SLR - January 2017 - Alex Button

Diagnosis and Treatment of Talar Dislocation Fractures Illustrated by Three Case Reports and Review of Literature

Haverkort JJ, Leenen LP, Wessem KJ. Diagnosis and Treatment of Talar Dislocation Fractures Illustrated by 3 Case Reports and Review of Literature. Int J Surg Case Rep. 2015; 16:106–111.

Scientific Literature Review

Reviewed By: Alex Button, DPM
Residency Program: Heritage Valley Health System, Beaver, PA

Podiatric Relevance:
Talar fractures are relatively uncommon when compared to other foot and ankle fractures. Talar fractures that involve any type of dislocation are very difficult to treat and unfortunately have poor outcomes associated with any treatment, surgical or nonsurgical. A treatment algorithm with a high level of evidence has not been described in literature, leaving surgical treatment of these fractures widely variable. The purpose of this article is to describe three dislocated talar fracture cases and a literature review to better direct treatment for these fractures. The cases involve dislocated talar fractures of increasing complexity to allow for treatment suggestions depending on the severity.

Three cases were presented along with a literature review and recommendations. The first case involved a healthy 19-year-old who sustained a Hawkins II from a motorcycle accident. The second case involved an otherwise healthy 51-year-old who sustained a Hawkins III from falling off a ladder. The third case was the most difficult and complex. A 51-year-old otherwise healthy smoker was involved in a severe motor vehicle accident. He sustained a Hawkins IV talar fracture along with comminution of the body of the talus. For the literature review, they wrote in a PubMed search for keywords "talus" and "fracture." They excluded articles written in languages other than English, German and Dutch, cadaveric studies, case reports and studies focusing on primary arthrodesis. Ten papers for a total of 600 talar neck fractures were reviewed. All the papers reviewed were retrospective.

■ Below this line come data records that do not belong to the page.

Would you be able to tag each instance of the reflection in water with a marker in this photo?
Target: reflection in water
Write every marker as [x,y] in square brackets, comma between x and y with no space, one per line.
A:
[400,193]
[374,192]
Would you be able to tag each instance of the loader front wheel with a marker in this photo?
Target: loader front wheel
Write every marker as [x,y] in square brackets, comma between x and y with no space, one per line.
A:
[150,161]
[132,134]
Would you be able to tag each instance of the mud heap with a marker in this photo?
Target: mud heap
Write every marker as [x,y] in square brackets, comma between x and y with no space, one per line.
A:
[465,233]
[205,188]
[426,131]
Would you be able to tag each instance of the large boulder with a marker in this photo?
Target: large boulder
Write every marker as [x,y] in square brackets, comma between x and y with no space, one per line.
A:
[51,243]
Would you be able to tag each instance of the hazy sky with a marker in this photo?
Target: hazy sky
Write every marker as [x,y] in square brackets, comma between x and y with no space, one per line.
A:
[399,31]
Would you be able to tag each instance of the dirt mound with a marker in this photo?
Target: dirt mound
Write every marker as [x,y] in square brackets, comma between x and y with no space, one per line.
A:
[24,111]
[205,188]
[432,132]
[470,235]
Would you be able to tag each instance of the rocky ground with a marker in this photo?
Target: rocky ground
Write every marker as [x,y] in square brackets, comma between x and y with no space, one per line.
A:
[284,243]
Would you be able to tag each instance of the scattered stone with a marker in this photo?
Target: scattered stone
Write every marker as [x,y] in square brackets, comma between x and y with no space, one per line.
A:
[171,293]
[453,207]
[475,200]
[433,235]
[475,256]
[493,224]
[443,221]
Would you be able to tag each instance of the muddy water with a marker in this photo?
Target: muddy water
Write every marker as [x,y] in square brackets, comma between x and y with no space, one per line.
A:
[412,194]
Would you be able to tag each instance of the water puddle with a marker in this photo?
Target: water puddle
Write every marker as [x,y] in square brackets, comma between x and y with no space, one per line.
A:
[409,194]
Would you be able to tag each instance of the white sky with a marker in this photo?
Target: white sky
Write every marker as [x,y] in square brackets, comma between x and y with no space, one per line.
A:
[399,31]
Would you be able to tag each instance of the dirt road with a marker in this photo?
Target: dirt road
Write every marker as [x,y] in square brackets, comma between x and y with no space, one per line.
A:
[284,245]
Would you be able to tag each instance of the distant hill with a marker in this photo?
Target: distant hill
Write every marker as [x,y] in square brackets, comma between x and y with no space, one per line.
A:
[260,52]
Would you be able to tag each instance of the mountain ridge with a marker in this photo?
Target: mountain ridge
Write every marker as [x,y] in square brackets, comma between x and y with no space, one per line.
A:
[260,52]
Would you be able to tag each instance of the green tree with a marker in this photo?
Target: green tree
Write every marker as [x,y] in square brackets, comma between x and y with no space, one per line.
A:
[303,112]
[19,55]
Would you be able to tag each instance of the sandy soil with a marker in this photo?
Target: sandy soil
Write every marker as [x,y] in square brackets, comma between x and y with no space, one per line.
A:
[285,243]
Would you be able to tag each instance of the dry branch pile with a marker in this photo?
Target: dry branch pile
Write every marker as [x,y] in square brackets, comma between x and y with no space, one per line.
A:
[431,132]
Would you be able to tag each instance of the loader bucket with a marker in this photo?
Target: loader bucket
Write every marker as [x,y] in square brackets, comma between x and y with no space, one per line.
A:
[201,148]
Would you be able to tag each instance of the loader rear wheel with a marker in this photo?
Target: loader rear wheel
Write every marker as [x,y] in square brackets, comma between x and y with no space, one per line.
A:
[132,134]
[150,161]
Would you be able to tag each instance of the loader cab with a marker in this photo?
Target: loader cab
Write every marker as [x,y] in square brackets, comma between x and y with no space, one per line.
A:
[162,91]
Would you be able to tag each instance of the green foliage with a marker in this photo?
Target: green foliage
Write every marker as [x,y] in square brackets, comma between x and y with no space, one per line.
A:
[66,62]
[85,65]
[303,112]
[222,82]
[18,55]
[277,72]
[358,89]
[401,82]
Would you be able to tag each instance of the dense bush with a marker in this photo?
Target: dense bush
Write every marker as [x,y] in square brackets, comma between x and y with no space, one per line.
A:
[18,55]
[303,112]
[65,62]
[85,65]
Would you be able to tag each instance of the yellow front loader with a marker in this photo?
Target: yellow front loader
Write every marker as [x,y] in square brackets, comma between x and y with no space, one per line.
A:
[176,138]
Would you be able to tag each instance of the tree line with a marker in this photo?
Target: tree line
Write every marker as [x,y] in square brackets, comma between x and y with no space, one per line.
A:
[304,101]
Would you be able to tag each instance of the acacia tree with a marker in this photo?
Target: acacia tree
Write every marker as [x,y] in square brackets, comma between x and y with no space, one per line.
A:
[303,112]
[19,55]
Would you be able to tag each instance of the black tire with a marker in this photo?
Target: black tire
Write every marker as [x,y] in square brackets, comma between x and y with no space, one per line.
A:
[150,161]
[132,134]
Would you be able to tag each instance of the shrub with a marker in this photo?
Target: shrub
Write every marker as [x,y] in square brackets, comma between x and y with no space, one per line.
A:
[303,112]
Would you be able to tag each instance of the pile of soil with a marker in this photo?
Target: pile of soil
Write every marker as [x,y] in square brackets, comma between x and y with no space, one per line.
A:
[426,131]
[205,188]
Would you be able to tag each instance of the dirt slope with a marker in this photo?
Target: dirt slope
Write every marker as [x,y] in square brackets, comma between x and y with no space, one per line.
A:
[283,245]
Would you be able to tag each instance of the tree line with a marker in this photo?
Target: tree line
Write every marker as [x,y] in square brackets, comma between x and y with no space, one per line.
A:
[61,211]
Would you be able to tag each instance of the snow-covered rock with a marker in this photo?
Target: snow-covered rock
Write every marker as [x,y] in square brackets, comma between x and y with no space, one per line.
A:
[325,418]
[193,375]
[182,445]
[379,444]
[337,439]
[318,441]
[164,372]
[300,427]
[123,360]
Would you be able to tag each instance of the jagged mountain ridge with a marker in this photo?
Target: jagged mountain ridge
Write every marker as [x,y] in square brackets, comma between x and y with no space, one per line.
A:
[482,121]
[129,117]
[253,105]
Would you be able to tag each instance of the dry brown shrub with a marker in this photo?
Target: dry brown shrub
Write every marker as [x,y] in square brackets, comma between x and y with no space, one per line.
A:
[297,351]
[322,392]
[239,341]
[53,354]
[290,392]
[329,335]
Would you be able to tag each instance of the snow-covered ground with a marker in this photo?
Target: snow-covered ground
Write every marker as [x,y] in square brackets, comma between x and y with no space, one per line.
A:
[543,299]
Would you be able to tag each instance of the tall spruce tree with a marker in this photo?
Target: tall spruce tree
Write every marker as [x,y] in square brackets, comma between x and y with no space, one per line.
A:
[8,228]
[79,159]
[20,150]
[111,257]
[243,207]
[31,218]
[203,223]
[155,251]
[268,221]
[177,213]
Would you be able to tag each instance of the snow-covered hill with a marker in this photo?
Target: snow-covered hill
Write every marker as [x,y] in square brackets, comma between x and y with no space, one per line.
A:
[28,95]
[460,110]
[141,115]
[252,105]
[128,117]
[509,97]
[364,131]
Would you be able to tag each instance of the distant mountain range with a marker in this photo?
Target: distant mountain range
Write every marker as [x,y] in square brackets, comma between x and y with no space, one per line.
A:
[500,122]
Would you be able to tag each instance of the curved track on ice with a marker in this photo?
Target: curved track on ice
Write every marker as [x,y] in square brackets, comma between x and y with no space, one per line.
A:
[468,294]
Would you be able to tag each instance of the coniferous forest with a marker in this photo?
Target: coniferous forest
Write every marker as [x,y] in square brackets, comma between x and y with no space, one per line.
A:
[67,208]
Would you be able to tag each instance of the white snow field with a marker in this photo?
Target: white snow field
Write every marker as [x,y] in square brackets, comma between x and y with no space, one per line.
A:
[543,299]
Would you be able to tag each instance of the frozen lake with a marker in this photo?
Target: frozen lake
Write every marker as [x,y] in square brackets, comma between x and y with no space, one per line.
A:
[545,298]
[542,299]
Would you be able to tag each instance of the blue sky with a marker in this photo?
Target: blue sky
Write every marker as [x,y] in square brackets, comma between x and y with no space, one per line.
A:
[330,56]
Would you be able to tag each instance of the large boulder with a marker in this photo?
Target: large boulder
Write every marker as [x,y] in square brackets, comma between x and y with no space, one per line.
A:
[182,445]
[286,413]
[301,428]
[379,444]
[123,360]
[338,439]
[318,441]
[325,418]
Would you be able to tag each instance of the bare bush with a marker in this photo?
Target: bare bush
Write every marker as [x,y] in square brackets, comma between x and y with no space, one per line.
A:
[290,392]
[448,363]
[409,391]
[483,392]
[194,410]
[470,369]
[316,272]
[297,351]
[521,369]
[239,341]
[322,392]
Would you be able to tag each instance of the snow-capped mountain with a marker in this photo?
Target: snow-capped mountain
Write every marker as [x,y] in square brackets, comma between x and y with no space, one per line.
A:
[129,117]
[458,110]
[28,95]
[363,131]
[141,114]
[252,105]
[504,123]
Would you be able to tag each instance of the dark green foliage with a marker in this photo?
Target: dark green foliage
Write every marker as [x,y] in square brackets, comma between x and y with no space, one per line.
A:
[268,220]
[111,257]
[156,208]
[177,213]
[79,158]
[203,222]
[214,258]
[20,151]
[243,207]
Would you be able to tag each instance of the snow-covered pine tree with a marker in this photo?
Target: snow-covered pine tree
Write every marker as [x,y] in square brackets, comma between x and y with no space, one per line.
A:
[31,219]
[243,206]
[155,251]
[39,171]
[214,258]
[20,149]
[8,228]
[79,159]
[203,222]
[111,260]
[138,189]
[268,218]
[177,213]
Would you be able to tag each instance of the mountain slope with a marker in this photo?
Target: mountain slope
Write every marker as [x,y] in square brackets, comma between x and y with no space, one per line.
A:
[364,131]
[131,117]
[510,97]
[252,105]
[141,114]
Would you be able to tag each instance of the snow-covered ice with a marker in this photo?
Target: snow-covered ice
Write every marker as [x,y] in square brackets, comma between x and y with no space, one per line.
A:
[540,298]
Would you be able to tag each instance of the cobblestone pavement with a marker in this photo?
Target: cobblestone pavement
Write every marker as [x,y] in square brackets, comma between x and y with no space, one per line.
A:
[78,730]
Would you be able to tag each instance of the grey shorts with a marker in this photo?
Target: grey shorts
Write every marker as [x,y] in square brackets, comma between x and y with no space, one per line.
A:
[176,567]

Results: In Case 1, closed reduction was obtained, and the patient was immobilized for six weeks. The patient did well with this treatment and was walking without pain 19 months post op. Case 2 could not obtain closed anatomic reduction of the Hawkins III, so ORIF with two screws and two wires were used. An external fixator was also placed to ensure stability for the first six weeks. Two years post op, the patient needed a small portion of the talar dome removed as it was causing pain. The patient reported no pain at the three-year follow-up post accident. In Case 3, the Hawkins IV dislocation fracture was treated with open reduction of the fracture along with application of external fixation. Internal fixation of the fracture was performed at 16 days post op. After 10 months, an STJ arthrodesis with a cannulated screw and iliac crest bone graft was performed because of pain caused by arthritis. This was due to an incongruent articulating surface. Avascular necrosis occurred shortly after, and a tibiotalocalcaneal arthrodesis was performed using an intramedullary nail. The patient healed uneventfully. In the literature review, they determined AVN rates for Hawkins I at 2.4 percent, Hawkins II at 28.3 percent, Hawkins III at 64.9 and Hawkins IV at 70.8. They also found that the rate of AVN was not influenced by delayed definitive fixation or time to internal fixation. Also, 54 percent of patients in all studies reviewed developed posttraumatic arthritis.

The authors concluded that reduction of dislocated talar neck fractures should be done as soon as possible to minimize vascular compromise. However, they surmised that definitive fixation of the fracture could be delayed without any increased risk of AVN to obtain more optimal reconstruction of the articulating surfaces. The three cases they presented helped complement the literature review they performed to highlight real treatments for the different severities of talar fractures. The cases can help guide a loose or personal treatment algorithm into a more streamlined approach since none exist. Interestingly, the time to internal fixation was not nearly as important as reduction of the fracture. If I were to encounter a Hawkins IV, I would keep this in mind and reduce the fracture with as little vascular compromise as possible as soon as possible. I would then wait and fix the fracture once the circulation to the talus was more stable. Seeing that the surgical variability is so great and that a certain procedure will not determine the outcome, I would try multiple techniques and eventually use the technique with which I am most comfortable. A prospective study of specific techniques and time to definitive fixation would significantly help with the validation for fixation of these complex fractures.